And maybe, when your next-door neighbor comes over and asks you to turn it down, you do. But maybe that request is forgotten the very next time you are in your office.

Or maybe none of this applies to any of us. But for some reason, I seem to have had the lyrics to "Sister Christian" stuck in my head for the past week. And it's not making me happy.

Saturday, April 11, 2015

A Much More Civilized Way to Do It

Today I'm doing work at a research library. And it's an odyssey.
Let me explain: Grit City University is a real, live four-year university. We also awards masters' degrees, but our main mission is undergrad-focused. So our library has always been geared towards the undergraduate audience. Then you combine that with decades of funding cutbacks, and what we find is that most of our books are out of date or just plain inappropriate for serious research above the level of an undergraduate research paper (and often not even that). Sure, we have a fantastic interlibrary loan service, and decent research databases (I've fought like hell to keep the one on medieval stuff, which almost got the axe a few years back), but nothing that I could do real research at -- you know, the kind where you sit down with a multi-volume published source collection from the early 1900s or a run of journals or a hard-to-get reference work and just work in the library all day.

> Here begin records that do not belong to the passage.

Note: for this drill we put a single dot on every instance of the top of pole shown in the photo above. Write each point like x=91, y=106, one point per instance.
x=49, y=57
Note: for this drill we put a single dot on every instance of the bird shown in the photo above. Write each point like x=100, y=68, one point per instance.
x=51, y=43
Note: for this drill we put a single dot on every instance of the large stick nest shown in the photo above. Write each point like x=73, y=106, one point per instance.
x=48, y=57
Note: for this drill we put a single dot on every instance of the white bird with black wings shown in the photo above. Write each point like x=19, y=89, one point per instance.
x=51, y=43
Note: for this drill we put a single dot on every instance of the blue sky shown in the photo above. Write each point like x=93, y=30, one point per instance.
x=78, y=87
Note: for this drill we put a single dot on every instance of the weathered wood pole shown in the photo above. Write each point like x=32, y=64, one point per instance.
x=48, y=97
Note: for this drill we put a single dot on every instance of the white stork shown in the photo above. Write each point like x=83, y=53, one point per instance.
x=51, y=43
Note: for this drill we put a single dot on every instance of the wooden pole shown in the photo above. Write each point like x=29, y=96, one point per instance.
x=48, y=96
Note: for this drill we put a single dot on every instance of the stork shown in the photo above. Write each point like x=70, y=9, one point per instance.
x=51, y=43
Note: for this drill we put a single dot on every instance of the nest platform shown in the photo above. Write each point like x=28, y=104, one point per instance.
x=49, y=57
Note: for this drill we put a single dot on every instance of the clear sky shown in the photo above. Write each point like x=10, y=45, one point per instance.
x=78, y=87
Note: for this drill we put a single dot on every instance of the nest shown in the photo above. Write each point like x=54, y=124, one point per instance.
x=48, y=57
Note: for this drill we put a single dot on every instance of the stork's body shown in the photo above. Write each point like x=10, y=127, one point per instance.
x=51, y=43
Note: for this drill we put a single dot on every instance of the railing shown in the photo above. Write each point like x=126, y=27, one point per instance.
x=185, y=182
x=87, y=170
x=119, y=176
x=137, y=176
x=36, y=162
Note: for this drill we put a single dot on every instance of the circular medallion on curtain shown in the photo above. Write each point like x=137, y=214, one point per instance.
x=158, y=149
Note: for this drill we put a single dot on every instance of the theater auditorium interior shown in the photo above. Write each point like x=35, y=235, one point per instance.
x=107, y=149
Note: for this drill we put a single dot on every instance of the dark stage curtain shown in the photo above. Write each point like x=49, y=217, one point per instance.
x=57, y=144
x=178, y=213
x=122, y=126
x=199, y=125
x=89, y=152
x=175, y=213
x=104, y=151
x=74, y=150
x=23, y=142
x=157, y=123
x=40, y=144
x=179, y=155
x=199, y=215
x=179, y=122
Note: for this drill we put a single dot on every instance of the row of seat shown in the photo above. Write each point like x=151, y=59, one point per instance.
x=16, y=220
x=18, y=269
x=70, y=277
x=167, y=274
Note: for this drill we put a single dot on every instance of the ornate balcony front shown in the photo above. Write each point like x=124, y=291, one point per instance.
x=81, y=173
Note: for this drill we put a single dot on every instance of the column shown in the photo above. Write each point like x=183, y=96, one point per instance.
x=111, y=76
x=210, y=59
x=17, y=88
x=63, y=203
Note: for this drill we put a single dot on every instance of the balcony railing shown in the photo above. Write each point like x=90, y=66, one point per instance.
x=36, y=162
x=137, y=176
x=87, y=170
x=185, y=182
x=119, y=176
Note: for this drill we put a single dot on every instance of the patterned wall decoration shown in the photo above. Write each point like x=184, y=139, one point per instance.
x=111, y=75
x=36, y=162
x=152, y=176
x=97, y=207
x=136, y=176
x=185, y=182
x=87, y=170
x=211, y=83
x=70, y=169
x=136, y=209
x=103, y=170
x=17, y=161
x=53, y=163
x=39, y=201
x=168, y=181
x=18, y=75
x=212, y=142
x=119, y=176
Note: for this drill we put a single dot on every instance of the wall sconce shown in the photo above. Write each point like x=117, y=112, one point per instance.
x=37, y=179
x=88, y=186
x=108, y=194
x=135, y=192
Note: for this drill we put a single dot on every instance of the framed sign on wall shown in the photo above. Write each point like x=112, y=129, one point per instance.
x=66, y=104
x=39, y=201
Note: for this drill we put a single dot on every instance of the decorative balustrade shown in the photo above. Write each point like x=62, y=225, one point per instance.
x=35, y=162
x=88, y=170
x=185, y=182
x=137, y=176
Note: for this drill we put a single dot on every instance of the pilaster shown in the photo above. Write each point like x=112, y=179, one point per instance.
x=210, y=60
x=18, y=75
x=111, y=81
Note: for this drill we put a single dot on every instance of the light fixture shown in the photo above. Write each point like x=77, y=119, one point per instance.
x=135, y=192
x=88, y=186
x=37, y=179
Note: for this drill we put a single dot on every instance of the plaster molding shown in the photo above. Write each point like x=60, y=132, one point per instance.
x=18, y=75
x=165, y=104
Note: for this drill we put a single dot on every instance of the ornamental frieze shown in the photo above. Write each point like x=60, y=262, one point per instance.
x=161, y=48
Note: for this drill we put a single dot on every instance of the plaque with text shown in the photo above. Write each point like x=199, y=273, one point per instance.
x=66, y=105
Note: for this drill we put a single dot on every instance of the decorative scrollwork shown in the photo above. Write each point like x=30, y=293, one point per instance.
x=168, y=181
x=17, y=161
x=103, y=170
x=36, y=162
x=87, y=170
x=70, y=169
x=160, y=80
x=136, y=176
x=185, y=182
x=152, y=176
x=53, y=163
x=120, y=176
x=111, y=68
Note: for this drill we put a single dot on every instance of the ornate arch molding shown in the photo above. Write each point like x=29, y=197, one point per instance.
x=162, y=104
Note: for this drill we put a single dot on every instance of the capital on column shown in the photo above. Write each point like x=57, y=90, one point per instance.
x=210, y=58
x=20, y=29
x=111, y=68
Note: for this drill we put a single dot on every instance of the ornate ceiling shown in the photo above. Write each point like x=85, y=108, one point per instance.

Fortunately, GCU is only two and a half hours away from Major Research University (MRU), so sometimes I just come up here and work for a day.

Except: did I mention the "two and a half hours" thing? Yeah, that's each way. And, for me: on public transit. So, research trip math: 2.5 hours times two plus timing to make sure that I'm not in the rush-hour commute but still home before 10 pm and not up before 6 and... I generally get 4 hours of research time for five hours of commute.

You can see why I don't do this very often. Then, last time I did, I hit on a solution: I would stay the night. MRU is actually in a really nice area, with restaurants and coffee shops and stores and such. And a couple years back I got a tip on a seen-better-days pension-style 1930s budget hotel for a really ridiculous price per night. The first time I stayed there, it was warm enough out that everyone had their windows open, and I could hear, from three rooms down, a very talented person practicing the violin, all drifting in my window with the breeze. I thought: "This is the kind of place that one might check into for a month to finish one's novel."

The Room. With room-key.
So now, I take the transit up. I stop on the way and have breakfast. I settle in. I get lunch near MRU. I work for 5 hours. Nice dinner. Sleep. Morning coffee and pastry around the corner, because the MRU library doesn't open until 9 on Saturdays. And then it's 6-7 hours of work (with a coffee break) before I head back home. And it all feels like a little research vacation in the city. Actually, it reminds me of my life when I'm on research trips in Blargistan. Just like then, I'm not living in the lap of luxury, by most standards. But by mine... yeah. I could like this.